La FIOM CGIL di Catania e Ragusa ha indetto lo stato di agitazione dei dipendenti della M.V.M. Holding S.r.l., società impegnata in subappalto nei servizi affidati dall’ASP di Ragusa per la gestione e la manutenzione degli impianti e delle centrali termiche degli ospedali e delle strutture sanitarie provinciali. La decisione è stata notificata formalmente all’azienda e, per conoscenza, alla Direzione generale dell’ASP, dopo l’assenza di riscontro alle richieste di confronto avanzate dal sindacato sulle condizioni contrattuali, economiche e normative applicate al personale impiegato nell’appalto.

I lavoratori in agitazione sospenderanno straordinari e reperibilità fino all’avvio di un tavolo negoziale effettivo volto a superare le criticità denunciate.
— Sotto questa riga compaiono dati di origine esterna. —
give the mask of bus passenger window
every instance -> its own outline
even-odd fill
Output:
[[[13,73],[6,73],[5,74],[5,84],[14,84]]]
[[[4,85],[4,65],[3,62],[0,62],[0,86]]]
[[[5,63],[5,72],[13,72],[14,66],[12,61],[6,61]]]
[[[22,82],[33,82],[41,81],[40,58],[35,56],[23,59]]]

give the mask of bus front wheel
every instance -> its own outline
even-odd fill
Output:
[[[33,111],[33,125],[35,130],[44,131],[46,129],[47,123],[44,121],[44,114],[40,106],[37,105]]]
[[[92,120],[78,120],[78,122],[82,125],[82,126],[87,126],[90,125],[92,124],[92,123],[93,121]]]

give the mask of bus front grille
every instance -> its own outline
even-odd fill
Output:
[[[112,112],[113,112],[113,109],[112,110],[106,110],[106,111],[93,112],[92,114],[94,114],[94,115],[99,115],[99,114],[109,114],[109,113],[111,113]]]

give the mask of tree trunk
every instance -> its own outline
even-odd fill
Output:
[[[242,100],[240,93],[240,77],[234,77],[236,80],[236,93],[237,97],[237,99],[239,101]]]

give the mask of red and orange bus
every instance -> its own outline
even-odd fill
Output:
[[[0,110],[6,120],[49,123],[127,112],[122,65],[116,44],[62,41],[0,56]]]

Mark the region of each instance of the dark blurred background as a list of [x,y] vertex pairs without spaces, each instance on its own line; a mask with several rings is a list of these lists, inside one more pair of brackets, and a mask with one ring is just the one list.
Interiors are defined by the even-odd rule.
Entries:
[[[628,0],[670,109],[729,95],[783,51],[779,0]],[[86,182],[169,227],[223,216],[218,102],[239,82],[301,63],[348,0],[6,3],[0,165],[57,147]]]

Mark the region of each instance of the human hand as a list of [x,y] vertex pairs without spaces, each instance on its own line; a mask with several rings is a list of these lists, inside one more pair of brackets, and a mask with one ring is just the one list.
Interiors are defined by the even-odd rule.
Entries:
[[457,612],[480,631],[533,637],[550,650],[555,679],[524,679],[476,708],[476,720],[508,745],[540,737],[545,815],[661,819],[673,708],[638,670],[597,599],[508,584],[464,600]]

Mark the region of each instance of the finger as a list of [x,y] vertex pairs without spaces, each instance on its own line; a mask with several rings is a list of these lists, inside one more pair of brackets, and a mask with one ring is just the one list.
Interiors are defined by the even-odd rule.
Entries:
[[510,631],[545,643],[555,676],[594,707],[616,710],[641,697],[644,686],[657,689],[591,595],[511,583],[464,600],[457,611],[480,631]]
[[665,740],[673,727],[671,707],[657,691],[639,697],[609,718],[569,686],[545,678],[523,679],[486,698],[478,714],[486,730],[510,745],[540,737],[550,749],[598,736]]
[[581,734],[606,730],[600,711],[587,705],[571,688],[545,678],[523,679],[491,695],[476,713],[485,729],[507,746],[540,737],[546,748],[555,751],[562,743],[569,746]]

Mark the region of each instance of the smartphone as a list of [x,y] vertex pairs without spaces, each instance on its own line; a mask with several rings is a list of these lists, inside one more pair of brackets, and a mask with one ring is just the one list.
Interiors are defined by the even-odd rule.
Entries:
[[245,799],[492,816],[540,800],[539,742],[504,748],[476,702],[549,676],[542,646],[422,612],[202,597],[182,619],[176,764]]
“La situazione che abbiamo riscontrato, dichiara Rosy Scollo, segretaria generale della FIOM CGIL Catania e Gabriele Celeghin segretario generale della FIOM CGIL Ragusa, presenta elementi di estrema gravità sia sotto il profilo contrattuale che sotto quello della sicurezza sul lavoro. Parliamo di operai che svolgono mansioni altamente specializzate nella conduzione e manutenzione di caldaie a vapore, attività che richiedono competenze tecniche, formazione specifica e una costante attenzione agli aspetti della sicurezza. Eppure ci siamo trovati di fronte a lavoratori inquadrati prevalentemente con livelli professionali incompatibili con le mansioni effettivamente svolte”.